Madelung Disease

December 1, 2006

For years, a 46-year-old African American woman had had progressive weight gain (despite a low-calorie diet), fatigue, and severe muscle cramps. On examination, Mandeep Hundal, MD, Rashid Khan, MD, Rajeev Garg, MD, and Niraj Mehta, MD, of the University of Texas Health Science Center at Houston, noted symmetrically distributed fatty lumps in the patient's neck, axillary and mammary regions, and proximal segments of the arms and legs. These findings are characteristic of Madelung disease, which is also known as multiple symmetric lipomatosis (MSL) or Launois-Bensaude syndrome.

 

For years, a 46-year-old African American woman had had progressive weight gain (despite a low-calorie diet), fatigue, and severe muscle cramps. On examination, Mandeep Hundal, MD, Rashid Khan, MD, Rajeev Garg, MD, and Niraj Mehta, MD, of the University of Texas Health Science Center at Houston, noted symmetrically distributed fatty lumps in the patient's neck, axillary and mammary regions, and proximal segments of the arms and legs.

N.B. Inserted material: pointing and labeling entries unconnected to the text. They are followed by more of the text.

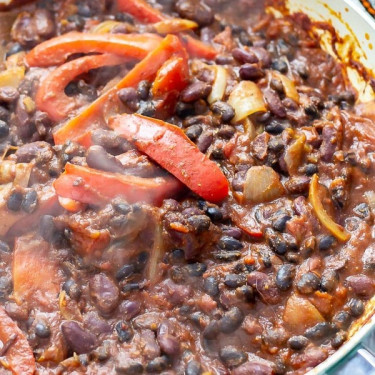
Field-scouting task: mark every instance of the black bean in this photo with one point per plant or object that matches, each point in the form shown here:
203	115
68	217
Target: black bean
130	367
178	255
347	96
42	330
308	283
212	330
196	269
141	261
122	207
226	131
15	48
356	307
146	109
227	256
234	281
224	110
143	90
275	127
72	289
129	97
125	271
339	339
280	223
157	364
230	243
14	201
78	339
276	241
30	201
285	276
329	280
47	228
193	132
195	91
232	357
124	17
8	94
312	111
363	211
303	71
342	320
124	331
298	342
193	368
200	223
184	109
4	129
280	65
231	320
84	10
320	331
247	293
326	242
311	169
196	11
251	72
244	56
214	213
211	286
4	247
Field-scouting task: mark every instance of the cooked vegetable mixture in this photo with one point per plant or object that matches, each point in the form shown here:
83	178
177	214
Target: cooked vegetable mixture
187	188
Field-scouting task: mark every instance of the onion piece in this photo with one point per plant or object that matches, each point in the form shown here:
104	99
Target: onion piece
294	153
314	198
289	86
246	99
220	84
262	184
12	77
174	25
300	313
105	27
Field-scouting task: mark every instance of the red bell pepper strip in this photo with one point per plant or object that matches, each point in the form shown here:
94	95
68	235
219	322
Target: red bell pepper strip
196	48
172	76
51	97
172	149
56	50
19	355
140	10
93	117
87	185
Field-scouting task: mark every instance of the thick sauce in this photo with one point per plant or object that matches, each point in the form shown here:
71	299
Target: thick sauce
267	281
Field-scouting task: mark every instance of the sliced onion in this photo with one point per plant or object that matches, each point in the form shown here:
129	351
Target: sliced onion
294	154
246	99
105	27
174	25
12	77
220	84
262	184
300	313
289	86
314	197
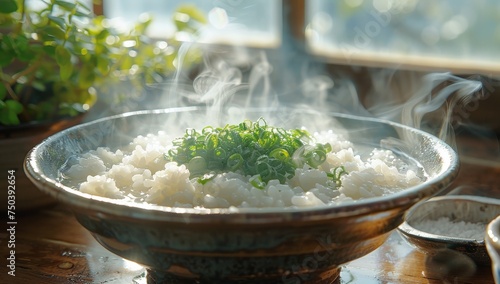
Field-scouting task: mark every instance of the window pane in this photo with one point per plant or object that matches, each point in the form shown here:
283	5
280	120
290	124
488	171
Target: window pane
448	34
246	22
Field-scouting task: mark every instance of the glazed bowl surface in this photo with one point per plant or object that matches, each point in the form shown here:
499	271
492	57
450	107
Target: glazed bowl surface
272	245
492	240
459	209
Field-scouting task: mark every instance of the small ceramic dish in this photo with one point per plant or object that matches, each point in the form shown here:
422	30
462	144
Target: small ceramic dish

These findings are characteristic of Madelung disease, which is also known as multiple symmetric lipomatosis (MSL) or Launois-Bensaude syndrome.

Unlike common lipomas, the benign, fatty masses of MSL are not enclosed within a membranous capsule; because of this characteristic and the absolute symmetry of the masses, the condition is often dismissed as obesity. The disease is more frequently diagnosed in the Mediterranean region, where the incidence is 1:25,000. It usually occurs in men with high alcohol intake.

This patient had the most common variant of the disease, type I, which is characterized by circumscribed, symmetric masses in the upper body that frequently affect mediastinal and intrathoracic structures. The lipomas in type I MSL appear most often in the neck and nucha, shoulders, axillary and mammary regions, and proximal segments of the arms and legs.1 The distal parts of the arms and legs are generally spared.

MSL is associated with a typical sensory-motor or autonomic neuropathy. Systemic muscle damage has also been described. MSL is also associated with adult-onset asthma; glucose intolerance; GI disorders; and foot ailments, such as plantar ulcers and spontaneous small bone fractures.2 This patient had a history of glucose intolerance and asthma.

The pathogenesis of MSL is unknown, although it may originate in brown adipose tissue, which produces heat in response to cold exposure or after eating.3 This mechanism seems to be defective in MSL adipocytes, prompting an accumulation of lipids.4-6

The location of the masses, a history of weight gain even with reduced calorie intake, extreme fatigue, myalgia, hypersensitivity to touch or minor trauma, weakness of the extremities, and severe unexplained cramping over the sites where the lipomatous masses commonly develop signal the need for further investigation. Blood study results are usually normal. CT and MRI (in particular) demonstrate the presence of the masses. Biopsy of a fatty mass with underlying muscle tissue, and the identification of specific pathology in both, confirms the diagnosis. In this patient, biopsy results showed nonencapsulated adipose tissue between the collagen fibers; in some areas, the tissue extended to the most superficial zones of the reticular dermis.

In many cases, surgical intervention is complicated because the nonencapsulated lipomas tend to invade the surrounding tissue and structures. After debulking surgery, the tumors may recur within a short period. Liposuction is another option, although it is recommended only for those who have had the surgery. This patient refused surgery. *

References:

REFERENCES:1. Enzi G. Multiple symmetric lipomatosis: an updated clinical report. Medicine (Baltimore). 1984;63:56-64.
2. Coin A, Enzi G, Bussolotto M, et al. Multiple symmetric lipomatosis evidence for mitochondrial dysfunction. J Clin Neuromusc Dis. 2000;1:124-130.
3. Rothwell NJ, Stock MJ. A role of brown adipose tissue in diet-induced thermogenesis. Obes Res. 1997;5:650-656.
4. Zancanaro C, Sbarbati A, Morroni M, et al. Multiple symmetric lipomatosis. Ultrastructural investigation of the tissue and preadipocytes in primary culture. Lab Invest. 1990;63:253-258.
5. Enzi G, Inelmen EM, Baritussio A, et al. Multiple symmetric lipomatosis: a defect in adrenergic-stimulated lipolysis. J Clin Invest. 1977;60:1221-1229.
6. Desai KS, Zinman B, Steiner G. Multiple symmetric lipomatosis (Launois-Bensaude syndrome) - adipose tissue insensitivity to cyclic AMP. J Clin Endocrinol Metab. 1979;49:307-309.